I thought on a hyperbolic plane all geodesics are lines/arcs across the plane whose endpoints are perpendicular to the boundary of the plane.

I've heard that all geodesics on a hyperbolic plane either

• intersect ("meet") once (somewhere in the middle of the plane)
• meet once at the boundary
• don't meet

How can two different geodesics meet at the boundary?

Drawing a line perpendicular to the boundary of a hyperbolic plane... why doesn't this lead to only a single unique geodesic for every point on the boundary?

Answer 1

Take a look at pictures of the hyperbolic plane, such as one of Escher's drawings. Perhaps, from that picture, you will be able to get an intuition for the following fact:

The boundary of the hyperbolic plane is infinitely far away.
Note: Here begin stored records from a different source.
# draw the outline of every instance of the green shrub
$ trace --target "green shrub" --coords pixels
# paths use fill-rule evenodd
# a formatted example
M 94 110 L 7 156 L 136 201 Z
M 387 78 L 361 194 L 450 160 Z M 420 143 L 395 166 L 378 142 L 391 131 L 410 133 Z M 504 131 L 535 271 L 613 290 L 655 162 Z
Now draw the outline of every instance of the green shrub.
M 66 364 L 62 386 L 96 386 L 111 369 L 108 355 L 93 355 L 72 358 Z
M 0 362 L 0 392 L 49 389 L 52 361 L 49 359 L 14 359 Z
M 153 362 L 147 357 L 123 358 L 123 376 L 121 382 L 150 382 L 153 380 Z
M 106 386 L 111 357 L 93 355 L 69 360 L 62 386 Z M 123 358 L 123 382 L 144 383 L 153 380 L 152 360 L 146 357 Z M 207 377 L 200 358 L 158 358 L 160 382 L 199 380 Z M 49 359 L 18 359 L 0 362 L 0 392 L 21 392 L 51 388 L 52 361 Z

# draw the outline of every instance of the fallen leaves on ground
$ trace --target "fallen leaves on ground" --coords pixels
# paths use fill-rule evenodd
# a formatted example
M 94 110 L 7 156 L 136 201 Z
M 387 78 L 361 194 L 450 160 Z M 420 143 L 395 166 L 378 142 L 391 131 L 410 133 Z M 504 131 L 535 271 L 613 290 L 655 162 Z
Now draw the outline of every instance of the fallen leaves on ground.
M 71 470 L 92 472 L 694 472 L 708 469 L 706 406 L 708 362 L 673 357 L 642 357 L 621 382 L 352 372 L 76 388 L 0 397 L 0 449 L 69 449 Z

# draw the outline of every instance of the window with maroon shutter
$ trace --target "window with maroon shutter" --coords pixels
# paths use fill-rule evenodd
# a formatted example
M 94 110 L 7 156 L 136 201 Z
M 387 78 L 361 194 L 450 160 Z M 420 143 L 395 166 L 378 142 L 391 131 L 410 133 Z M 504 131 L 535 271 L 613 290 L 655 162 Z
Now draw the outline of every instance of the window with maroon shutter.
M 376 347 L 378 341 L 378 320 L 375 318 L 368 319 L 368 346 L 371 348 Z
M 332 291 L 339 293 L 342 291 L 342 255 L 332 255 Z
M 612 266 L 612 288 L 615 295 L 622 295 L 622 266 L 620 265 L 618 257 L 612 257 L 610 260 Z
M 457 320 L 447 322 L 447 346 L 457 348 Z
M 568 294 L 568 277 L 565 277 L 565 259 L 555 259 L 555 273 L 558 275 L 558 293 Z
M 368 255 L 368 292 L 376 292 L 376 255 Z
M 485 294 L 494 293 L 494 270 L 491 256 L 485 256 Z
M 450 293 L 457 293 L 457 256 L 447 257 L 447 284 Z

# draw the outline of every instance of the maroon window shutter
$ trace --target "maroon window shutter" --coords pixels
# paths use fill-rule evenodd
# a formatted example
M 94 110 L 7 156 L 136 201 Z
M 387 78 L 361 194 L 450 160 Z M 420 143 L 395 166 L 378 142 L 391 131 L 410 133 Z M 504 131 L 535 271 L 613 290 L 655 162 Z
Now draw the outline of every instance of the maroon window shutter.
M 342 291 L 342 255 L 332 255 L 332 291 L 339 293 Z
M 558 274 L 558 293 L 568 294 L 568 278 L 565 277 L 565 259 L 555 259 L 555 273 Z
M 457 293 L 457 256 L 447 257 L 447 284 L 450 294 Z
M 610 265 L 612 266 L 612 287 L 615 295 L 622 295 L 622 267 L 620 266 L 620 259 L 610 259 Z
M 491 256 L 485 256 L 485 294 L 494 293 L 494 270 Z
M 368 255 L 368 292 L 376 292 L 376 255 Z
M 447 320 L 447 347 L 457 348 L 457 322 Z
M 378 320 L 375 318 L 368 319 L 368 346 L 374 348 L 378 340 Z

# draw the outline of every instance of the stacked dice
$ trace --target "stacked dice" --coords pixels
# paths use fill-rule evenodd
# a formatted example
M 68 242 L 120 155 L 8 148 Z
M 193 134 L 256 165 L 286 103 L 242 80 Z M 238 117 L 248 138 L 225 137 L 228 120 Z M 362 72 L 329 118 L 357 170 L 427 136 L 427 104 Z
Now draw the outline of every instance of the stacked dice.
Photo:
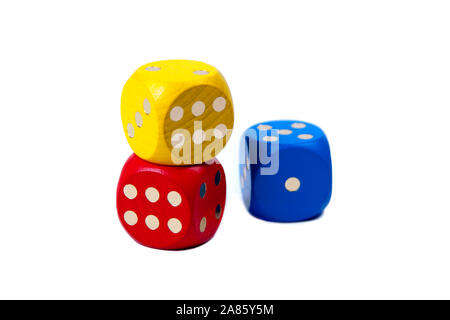
M 210 240 L 226 198 L 225 173 L 215 157 L 234 122 L 222 74 L 197 61 L 146 64 L 124 86 L 121 116 L 134 151 L 117 188 L 125 230 L 138 243 L 158 249 Z

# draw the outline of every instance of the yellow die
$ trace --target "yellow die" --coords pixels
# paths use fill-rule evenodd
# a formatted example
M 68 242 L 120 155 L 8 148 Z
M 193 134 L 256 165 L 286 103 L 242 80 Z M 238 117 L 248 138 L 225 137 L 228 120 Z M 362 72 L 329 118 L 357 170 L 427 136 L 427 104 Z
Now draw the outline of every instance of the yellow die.
M 136 155 L 164 165 L 211 160 L 234 123 L 225 78 L 216 68 L 190 60 L 157 61 L 137 69 L 123 88 L 121 115 Z

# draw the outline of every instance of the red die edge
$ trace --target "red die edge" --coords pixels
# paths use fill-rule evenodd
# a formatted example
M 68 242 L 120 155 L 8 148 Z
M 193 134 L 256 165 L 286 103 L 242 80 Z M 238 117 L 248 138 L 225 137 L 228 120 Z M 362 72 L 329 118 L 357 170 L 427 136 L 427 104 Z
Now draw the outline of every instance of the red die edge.
M 222 220 L 225 199 L 225 173 L 217 159 L 162 166 L 133 154 L 117 187 L 123 227 L 138 243 L 156 249 L 184 249 L 210 240 Z

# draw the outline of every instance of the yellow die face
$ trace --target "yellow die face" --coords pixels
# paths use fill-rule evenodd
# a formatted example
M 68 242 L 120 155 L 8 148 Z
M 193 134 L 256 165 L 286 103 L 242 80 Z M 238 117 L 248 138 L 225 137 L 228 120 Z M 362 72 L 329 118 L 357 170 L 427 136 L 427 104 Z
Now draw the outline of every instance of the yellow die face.
M 197 61 L 140 67 L 122 92 L 123 128 L 142 159 L 165 165 L 211 160 L 228 141 L 233 102 L 222 74 Z

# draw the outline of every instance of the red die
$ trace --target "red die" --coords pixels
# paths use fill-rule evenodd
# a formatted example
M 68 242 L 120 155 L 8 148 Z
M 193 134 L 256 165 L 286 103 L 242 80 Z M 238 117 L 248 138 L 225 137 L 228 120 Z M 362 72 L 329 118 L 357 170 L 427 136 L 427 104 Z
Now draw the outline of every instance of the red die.
M 133 154 L 117 187 L 117 211 L 138 243 L 157 249 L 195 247 L 222 220 L 226 181 L 222 165 L 162 166 Z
To say that two points "meet at boundary" does not mean that they meet at a point of the hyperbolic plane itself, because the points at the boundary are infinitely far away. However, what is true is that two lines meet at the boundary if and only if the distance between them approaches zero, as those lines get farther and farther away. This is quite unlike the Euclidean situation, where two lines that do not meet keep the same distance from each other, as those lines get farther and farther away.

Answer 2

The boundary points of the hyperbolic plane are NOT in the plane. The plane two lines that meet only on the boundary are parallel or non-intersecting. (in Euclidean geometry there exist only one line through a given point parallel to a given line. In hyperbolic geometry there can are infinitely many lines through a given point that do not intersect a given line. Typically we only call the two "bounding" such lines "parallels".)